The battle for electronic trading talent in Dublin
While all eyes are on Amsterdam as the beneficiary of London's post-Brexit trading blight, something equally if not more interesting is afoot in Dublin. West of London, some of the top electronic trading firms in the industry are slugging it out over technologists and trading talent.
Dublin has long been a centre for electronic trading houses. - Susquehanna International has been in the Irish capital for well over a decade. Virtu Financial opened there in 2013. Citadel Securities started a Dublin office in 2016. Millennium, the hedge fund, has also had technologists based there for around two years.
However, things are stepping up, and it's not just because of Brexit.
2020's high trading volumes meant last year was exceptional for many electronic market makers. Citadel Securities, for example, made revenues of $6.7bn in 2020, and a record $4.1bn in EBITDA. Virtu's trading income more than doubled last year.
After an exceptional 12 months, trading houses are expanding and hiring. Dublin's established players are being rattled by newcomers - Hudson River announced plans to create a post-Brexit hub in Dublin in 2018 and has been adding technology staff like Anurag Garg, a former quantitative analyst who joined in November 2020 after six months at R3, a blockchain platform.
Tom O'Cuinneagain, a consultant at Dublin recruiters Capital Markets Executive Search, says recruitment in Dublin's electronic trading market has definitely picked up: "There's more hiring, although there are still more roles for technologists and operations professionals than front office traders."
Millennium is among those building its Dublin team: it just recruited Craig Moore from State Street as a technology team lead. Susquehanna has 21 open roles in Dublin; Citadel Securities is looking for systematic traders and production engineers.
Finding electronic trading talent in Dublin isn't always easy. - In 2017, Susquehanna began court proceedings against Daniel Needham, a former employee whom it alleged was trying to poach staff after moving to Citadel Securities.
In some cases, front office electronic trading jobs in Dublin are filled with European passport holders who've spent time working in London.
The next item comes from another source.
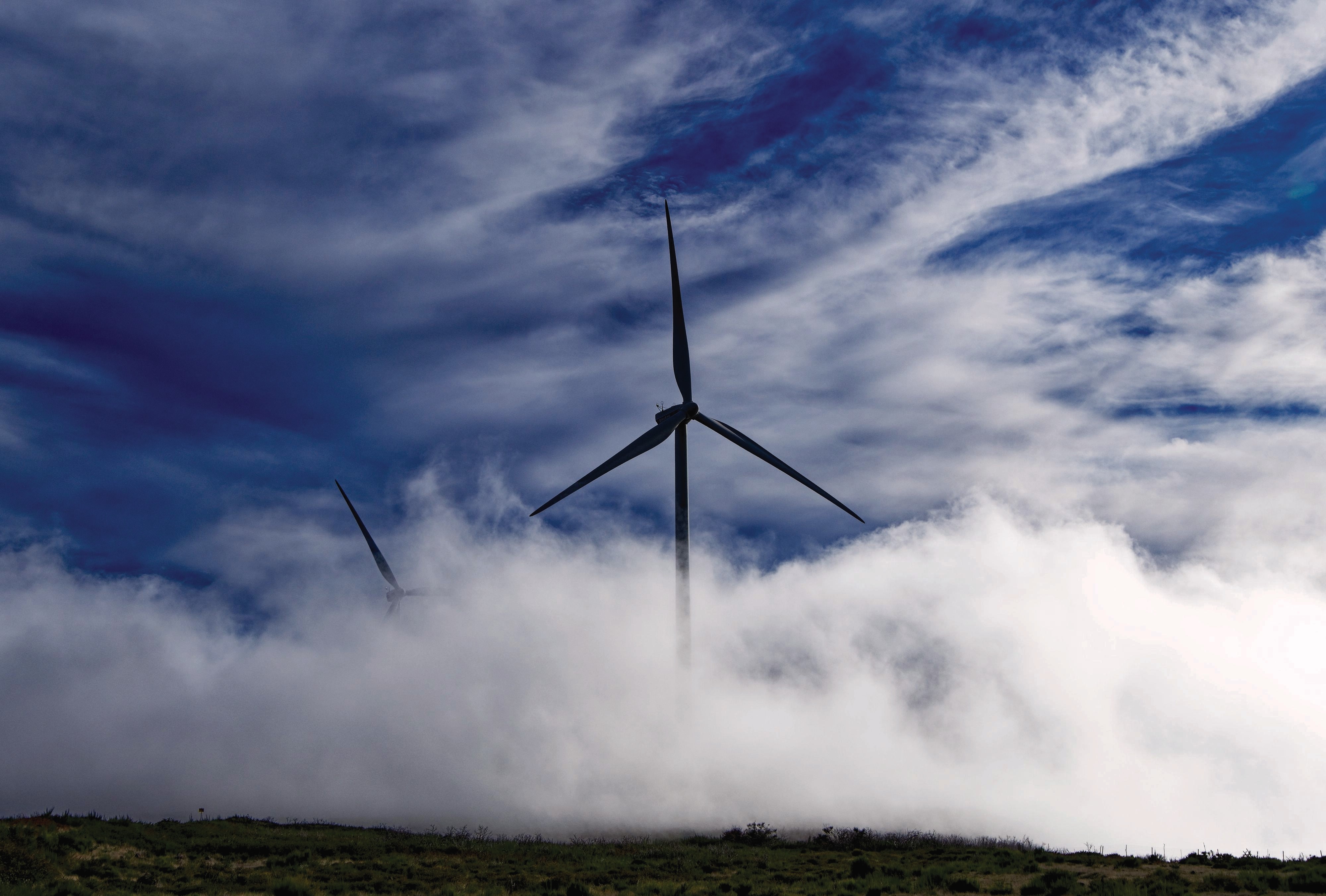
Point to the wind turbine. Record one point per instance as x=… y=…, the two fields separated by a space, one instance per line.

They include John Lynch, the former managing director of securities strats at Goldman Sachs in London and the former head of EMEA head of Marquee, the digital platform that allows clients to access Goldman's pricing and risk systems directly. Lynch quietly joined Susquehanna's Dublin office as a quant researcher last August.
O'Cuinneagain says there's now more interest than ever in moving back to Dublin from London. But he says Dublin also has its own homegrown talent, particularly for roles like DevOps and compliance. "We're definitely seeing a lot more appetite to be based in Dublin. The cost of living is marginally lower here than in London, and private education is much cheaper, plus we have new international schools that are making a difference."